Au début des controverses, le sexe et le genre

Par genre, il faut entendre une construction sociale et culturelle de la féminité et de la masculinité à partir du sexe qui, lui, renvoie aux différences purement anatomiques entre hommes et femmes. L’utilisation du terme sexe entérine le fait biologique que l’on cherche à déconstruire par l’utilisation du terme genre. L’idée sous-jacente qui a pu faire polémique est que le genre renvoie à un rapport de hiérarchie, de pouvoir et pour les femmes une sorte de « sexe social » inférieur que décrient les féministes et que Simone de Beauvoir dénonce dans sa fameuse phrase « on ne nait pas femme, on le devient ». Le postulat est simple : le sexe biologique ne suffit pas à faire un homme ou une femme, les normes sociales, l’éducation, les rôles assignés y participent largement. Bref, les organes génitaux ne déterminent pas le genre, d’où la différence entre sexe et genre. Dans le cas d’hommes et de femmes dont le sexe correspond au genre assigné par la société, on parlera de personnes cisgenres qui est le modèle dominant.

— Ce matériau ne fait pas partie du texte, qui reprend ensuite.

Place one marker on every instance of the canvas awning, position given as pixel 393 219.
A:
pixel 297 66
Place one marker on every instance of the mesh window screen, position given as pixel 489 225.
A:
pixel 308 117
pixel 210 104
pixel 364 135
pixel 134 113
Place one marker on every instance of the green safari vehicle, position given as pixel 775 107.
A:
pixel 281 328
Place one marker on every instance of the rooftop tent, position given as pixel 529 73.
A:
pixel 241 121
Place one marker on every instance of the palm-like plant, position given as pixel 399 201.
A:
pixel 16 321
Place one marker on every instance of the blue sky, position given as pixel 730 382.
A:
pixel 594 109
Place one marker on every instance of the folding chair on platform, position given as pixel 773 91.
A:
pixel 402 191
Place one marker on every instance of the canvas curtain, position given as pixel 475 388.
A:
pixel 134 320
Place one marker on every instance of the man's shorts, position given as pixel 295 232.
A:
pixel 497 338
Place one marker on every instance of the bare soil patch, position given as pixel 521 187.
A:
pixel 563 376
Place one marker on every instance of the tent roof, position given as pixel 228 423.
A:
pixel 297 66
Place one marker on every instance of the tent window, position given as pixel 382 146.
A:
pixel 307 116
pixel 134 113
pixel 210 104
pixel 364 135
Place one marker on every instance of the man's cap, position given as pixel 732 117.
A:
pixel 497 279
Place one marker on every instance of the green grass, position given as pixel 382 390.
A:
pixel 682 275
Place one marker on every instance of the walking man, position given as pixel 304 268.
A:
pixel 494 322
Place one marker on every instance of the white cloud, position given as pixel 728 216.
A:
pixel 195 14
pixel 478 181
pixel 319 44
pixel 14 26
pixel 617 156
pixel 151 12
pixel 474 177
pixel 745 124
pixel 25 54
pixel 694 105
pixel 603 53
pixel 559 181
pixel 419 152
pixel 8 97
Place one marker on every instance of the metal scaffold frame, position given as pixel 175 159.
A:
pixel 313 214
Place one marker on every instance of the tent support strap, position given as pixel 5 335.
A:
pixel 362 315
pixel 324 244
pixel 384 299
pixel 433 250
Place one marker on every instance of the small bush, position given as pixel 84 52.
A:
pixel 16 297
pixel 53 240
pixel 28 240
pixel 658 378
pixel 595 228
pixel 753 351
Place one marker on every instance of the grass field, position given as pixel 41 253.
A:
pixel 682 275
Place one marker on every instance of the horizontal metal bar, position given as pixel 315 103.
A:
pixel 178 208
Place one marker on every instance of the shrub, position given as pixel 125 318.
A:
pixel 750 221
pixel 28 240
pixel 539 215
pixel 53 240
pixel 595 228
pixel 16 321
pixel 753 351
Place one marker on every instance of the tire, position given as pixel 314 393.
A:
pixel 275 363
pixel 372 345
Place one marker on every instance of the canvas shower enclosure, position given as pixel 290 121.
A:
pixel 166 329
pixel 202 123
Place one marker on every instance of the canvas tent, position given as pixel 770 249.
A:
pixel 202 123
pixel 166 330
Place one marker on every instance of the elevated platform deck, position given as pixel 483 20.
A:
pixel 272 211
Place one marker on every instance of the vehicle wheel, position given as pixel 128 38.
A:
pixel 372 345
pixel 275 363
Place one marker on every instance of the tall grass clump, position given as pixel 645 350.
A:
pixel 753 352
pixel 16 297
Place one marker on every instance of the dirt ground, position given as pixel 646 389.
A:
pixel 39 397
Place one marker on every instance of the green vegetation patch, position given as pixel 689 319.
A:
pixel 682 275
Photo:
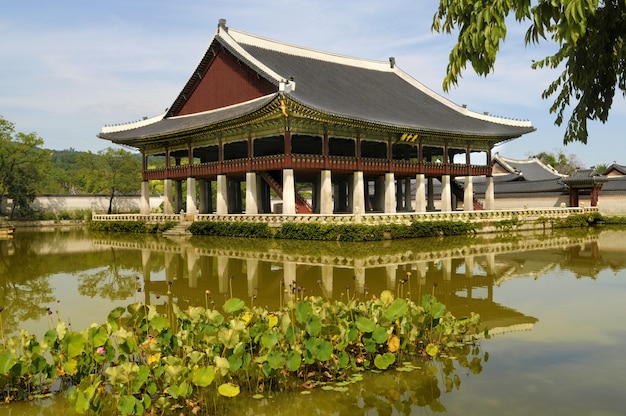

Entre deux identités de genre : le spectre des non binaires et des trans

Être non binaire, c’est être d’un genre non conforme au modèle dominant hommes-femmes. C’est une identité de genre en soi. Mais la non binarité est aussi utilisée comme un terme parapluie rassemblant plusieurs identités, comme ne pas avoir de genre, se sentir homme et femme¹. Ce terme inclut les identités en lien avec la fluidité des genres, en dehors des personnes intersexes² ou des gays et lesbiennes qui se caractérisent uniquement par leur orientation sexuelle. Les personnes non binaires peuvent aussi s’identifier comme trans. Contrairement à la majorité cisgenre, certaines personnes ressentent « une dysphorie » causée par la différence entre le genre ressenti et celui renvoyé par l’entourage. La dysphorie n’est pas un choix, elle est subie et peut entrainer une grande souffrance. D’où la nécessité de s’accepter comme personne qui sort des normes et des attentes liées à un genre binaire. Cela passe par le choix d’un nouveau prénom³, parfois d’un pronom sans rapport avec son sexe biologique (« iel » a été ajouté dans l’édition en ligne du Robert en 2021), d’un travail sur son apparence allant jusqu’à une transition dans le cas des transgenres. Un trans peut se satisfaire d’une transition sociale et administrative4 et trouver un équilibre émotionnel, sans aller jusqu’à la transition médicale, lourde et rarement pratiquée.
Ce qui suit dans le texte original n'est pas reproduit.